I am trying to plot the distribution of a measured variable from a scientific experiment, in this case a velocity. After making a simple histogram, I have been reading this,
http://en.wikipedia.org/wiki/Kernel_density_estimation
This seems to suggest that one can pretend each value actually is better represented by a normal distribution and that the total distribution can be found as the sum of the individual distributions, i.e. the kernels. It goes on to discuss the art of choosing the correct bandwidth for the kernel.
My data, however, has known uncertainty. That is to say, I measure the velocity in six different ways, each of which gives me a slightly different answer. I then take the mean of these values and calculate the standard deviation as an estimate of my measurement uncertainty.

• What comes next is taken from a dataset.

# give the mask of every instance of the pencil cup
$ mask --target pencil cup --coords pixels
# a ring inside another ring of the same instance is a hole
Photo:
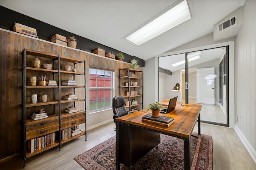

My question is, can this extra information be included explicitly into the kernel density estimation process? Intuitively I feel that I could give each point a kernel whose bandwidth is the measured uncertainty for that point. Does this make sense? Is there an established way to do this?
Thanks in advance,
Nick
See this post, which I think addresses your question: https://stats.stackexchange.com/questions/88297/kernel-density-estimation-incorporating-uncertainties
My suggestion is very close to Glen_b's in the attached post. Basically, assume that each data point is known with 100% certainty, then determine the desired bandwith, $h$ based on that assumption. Then adjust $h$ based on the uncertainty, $\sigma$ to get an adjusted bandwidth $h'=\sqrt{h^2+\sigma^2}$ and use this point-specific bandwidth to make your final density estimate.